Because of public interest in this and other same-sex marriage cases under Ninth Circuit jurisdiction, the court set up a web site where orders and filings in these cases can be downloaded as they become available.

The Ninth Circuit heard oral argument on September 8. It upheld the district court's ruling on October 7.

The Ninth Circuit's order implementing its decision was challenged by Idaho officials in the early morning hours of October 8. They asked the U.S. Supreme Court for a stay while they pursued further litigation, and Justice Anthony Kennedy granted a temporary stay within hours. The plaintiffs responded on October 9. On October 10, after Justice Kennedy withdrew his emergency stay in Latta, Idaho Governor Butch Otter announced the state would no longer attempt to preserve the state's denial of marriage rights to same-sex couples.

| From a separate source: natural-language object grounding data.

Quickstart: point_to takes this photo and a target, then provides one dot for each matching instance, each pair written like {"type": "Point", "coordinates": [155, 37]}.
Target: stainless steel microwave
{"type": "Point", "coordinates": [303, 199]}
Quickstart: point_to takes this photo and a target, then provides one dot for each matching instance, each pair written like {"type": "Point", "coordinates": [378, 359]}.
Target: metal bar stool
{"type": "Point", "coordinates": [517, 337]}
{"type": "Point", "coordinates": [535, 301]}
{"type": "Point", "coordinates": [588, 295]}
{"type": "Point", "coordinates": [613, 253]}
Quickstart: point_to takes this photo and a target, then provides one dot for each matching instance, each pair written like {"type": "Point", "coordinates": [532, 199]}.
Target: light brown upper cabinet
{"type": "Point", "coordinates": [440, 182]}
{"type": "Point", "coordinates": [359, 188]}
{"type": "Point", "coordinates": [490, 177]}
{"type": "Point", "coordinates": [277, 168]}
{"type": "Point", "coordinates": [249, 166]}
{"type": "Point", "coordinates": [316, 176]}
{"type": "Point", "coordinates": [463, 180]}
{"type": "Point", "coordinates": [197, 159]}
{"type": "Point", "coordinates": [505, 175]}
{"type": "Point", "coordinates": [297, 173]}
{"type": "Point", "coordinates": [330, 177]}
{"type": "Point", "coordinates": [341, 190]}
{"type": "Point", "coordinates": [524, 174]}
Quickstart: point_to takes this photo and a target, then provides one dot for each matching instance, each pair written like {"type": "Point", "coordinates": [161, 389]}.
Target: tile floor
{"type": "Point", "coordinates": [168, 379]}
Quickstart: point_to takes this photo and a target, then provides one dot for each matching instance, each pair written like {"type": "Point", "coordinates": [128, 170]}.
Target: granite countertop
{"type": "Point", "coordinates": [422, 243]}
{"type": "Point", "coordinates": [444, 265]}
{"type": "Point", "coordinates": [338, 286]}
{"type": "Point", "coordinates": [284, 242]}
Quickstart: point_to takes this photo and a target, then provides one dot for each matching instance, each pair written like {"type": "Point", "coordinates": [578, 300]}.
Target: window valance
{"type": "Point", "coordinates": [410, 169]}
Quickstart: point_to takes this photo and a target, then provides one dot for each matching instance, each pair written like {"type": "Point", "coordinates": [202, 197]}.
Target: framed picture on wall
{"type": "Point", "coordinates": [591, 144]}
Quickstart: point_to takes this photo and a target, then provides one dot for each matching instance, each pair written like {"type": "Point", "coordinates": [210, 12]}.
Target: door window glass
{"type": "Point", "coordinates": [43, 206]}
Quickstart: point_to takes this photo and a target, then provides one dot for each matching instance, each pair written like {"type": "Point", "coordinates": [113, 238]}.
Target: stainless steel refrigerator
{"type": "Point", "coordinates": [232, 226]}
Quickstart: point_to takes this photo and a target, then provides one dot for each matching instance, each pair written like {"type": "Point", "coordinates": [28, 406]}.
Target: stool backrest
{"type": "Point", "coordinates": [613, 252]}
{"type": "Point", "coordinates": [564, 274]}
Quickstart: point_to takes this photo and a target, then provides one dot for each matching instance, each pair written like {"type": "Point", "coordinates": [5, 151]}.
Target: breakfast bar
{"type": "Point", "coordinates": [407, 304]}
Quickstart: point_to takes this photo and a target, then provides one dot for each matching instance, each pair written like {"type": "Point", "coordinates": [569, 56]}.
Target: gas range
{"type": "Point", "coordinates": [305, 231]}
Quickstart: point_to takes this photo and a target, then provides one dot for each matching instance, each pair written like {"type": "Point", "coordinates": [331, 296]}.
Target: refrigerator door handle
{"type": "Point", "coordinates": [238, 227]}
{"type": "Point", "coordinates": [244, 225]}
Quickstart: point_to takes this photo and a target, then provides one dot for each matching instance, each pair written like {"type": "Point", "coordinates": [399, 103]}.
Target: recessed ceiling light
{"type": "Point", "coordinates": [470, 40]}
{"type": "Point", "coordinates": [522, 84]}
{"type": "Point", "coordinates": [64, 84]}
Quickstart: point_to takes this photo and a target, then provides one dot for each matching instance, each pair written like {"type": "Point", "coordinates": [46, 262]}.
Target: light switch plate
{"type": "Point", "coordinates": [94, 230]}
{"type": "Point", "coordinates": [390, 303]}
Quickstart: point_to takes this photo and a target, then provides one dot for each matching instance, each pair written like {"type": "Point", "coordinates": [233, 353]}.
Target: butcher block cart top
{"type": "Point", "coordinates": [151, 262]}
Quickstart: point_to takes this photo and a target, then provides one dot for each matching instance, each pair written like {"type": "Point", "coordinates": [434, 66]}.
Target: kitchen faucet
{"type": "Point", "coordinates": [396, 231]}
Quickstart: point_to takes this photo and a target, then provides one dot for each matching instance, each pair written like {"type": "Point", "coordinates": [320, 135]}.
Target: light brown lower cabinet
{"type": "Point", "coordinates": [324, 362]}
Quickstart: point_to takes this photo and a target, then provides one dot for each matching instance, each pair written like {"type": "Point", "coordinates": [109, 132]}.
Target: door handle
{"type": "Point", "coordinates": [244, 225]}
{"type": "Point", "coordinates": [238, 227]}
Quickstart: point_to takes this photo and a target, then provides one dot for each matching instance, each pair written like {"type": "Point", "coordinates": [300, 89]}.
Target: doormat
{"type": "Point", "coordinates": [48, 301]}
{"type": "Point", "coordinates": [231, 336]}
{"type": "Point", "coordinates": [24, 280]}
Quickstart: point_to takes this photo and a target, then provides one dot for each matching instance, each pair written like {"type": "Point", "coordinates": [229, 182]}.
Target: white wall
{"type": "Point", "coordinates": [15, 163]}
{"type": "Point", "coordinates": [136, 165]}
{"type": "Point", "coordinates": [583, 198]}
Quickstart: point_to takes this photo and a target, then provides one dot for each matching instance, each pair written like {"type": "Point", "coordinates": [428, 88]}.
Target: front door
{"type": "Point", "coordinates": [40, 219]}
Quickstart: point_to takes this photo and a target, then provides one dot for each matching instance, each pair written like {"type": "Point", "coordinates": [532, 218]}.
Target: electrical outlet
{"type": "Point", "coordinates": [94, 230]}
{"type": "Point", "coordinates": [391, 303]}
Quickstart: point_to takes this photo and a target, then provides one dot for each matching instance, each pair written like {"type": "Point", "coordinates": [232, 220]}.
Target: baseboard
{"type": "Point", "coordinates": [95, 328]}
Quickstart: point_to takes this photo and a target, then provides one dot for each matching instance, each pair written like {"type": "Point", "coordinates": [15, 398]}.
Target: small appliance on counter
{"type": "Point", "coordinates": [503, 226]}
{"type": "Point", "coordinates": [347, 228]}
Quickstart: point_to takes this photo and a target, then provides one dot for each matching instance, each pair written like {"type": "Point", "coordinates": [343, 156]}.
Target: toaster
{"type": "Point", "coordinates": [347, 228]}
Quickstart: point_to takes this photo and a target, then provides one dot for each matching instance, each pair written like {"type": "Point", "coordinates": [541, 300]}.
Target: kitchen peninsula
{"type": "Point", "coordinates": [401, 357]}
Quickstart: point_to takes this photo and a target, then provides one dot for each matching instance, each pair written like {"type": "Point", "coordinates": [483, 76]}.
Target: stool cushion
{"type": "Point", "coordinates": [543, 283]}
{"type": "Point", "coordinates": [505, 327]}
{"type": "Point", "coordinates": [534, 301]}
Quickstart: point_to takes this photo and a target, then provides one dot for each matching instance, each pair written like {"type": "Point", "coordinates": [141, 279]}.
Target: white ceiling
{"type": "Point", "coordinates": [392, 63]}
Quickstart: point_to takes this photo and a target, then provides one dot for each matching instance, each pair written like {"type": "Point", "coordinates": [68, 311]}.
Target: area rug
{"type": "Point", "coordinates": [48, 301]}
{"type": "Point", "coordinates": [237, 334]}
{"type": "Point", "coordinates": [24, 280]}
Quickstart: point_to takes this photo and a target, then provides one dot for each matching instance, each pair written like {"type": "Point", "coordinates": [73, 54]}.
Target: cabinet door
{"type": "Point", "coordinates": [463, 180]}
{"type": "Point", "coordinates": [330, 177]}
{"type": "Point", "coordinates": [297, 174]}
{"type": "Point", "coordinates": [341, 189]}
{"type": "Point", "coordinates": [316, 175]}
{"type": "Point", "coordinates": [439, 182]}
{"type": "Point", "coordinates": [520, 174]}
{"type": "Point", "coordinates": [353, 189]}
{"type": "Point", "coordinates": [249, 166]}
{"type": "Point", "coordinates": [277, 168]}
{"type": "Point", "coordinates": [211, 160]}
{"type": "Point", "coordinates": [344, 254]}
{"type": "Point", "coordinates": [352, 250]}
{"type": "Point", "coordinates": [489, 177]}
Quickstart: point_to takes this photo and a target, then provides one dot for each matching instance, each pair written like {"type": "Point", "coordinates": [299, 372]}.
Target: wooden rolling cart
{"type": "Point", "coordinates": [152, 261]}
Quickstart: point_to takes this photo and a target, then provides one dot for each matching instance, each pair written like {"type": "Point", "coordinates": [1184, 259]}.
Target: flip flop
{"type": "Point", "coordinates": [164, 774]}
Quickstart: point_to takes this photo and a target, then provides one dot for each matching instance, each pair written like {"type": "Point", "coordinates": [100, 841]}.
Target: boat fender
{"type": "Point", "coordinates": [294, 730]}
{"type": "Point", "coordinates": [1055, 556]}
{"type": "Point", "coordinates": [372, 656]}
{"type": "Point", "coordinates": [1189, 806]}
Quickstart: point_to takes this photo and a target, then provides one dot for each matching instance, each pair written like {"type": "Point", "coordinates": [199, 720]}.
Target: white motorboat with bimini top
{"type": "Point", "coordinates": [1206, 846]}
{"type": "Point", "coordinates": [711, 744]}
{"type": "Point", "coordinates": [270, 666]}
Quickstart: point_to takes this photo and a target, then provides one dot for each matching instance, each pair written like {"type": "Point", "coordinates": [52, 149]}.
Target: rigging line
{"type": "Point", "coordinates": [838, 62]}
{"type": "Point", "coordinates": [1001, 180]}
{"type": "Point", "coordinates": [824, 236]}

Also on October 10, the Latta plaintiffs asked the Ninth Circuit to lift the stay of the district court's order that it had imposed on May 20. The Ninth Circuit gave the parties until October 13 to reply. On October 13, the Ninth Circuit rejected the contrary arguments and lifted its stay of the district court's order enjoining Idaho officials from enforcing the state's ban on same-sex marriage, effective 9 a.m. PDT October 15.

On October 21, Governor Otter asked the Ninth Circuit to re-hear the case en banc. Having received no response, both he and the state filed petitions for certiorari with the U.S. Supreme Court on December 30, 2014, and January 2, 2015, respectively. The Ninth Circuit denied the request for rehearing en banc on January 9, 2015. Latta asked the U.S. Supreme Court to consider the case. That court, on June 26 ruled in Obergefell v. Hodges that denying marriage rights to same-sex couples is unconstitutional. On June 30, the Supreme Court denied that certiorari request.